It's Not easy Being Perfect
microLITERATURE 2011
May 8, 2012
“You’re a perfect monotone.” The chorus teacher said.
“You made a perfectly stupid decision.” My boss said.
“It’s perfectly clear to me that you just don’t give a damn anymore,” my wife said.
“Perfect. Just perfect,” my wife said when I ran out of gas on the turnpike en route to her mother’s house on Thanksgiving.
“Ed Wynn wasn’t the perfect fool—you are,” my co-worker yelled.

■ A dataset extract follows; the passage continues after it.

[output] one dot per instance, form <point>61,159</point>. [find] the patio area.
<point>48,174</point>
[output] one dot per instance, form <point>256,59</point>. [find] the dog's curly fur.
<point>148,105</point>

“It’s perfectly clear that you have no understanding of my sermon,” the Rabbi said.
“You are perfectly adorable,” the other woman said.
“You know perfectly well what I’m talking about,” my wife said.
“You made me look like a perfect idiot in front of my friends,” my wife said.
“It’s perfectly clear that this marriage is irretrievably broken down,” the counselor said.
“I know that I’m not perfect,” I said to my wife.
“I don’t need perfect if I have loving,” she said.
“Well, to be perfectly honest . . .” I said.
“Perfect. Just perfect,” My wife said. “Who is she?”
“She’s the perfect woman for me,” I said.
“That’s perfectly fine with me,” she said, and went and filed the papers.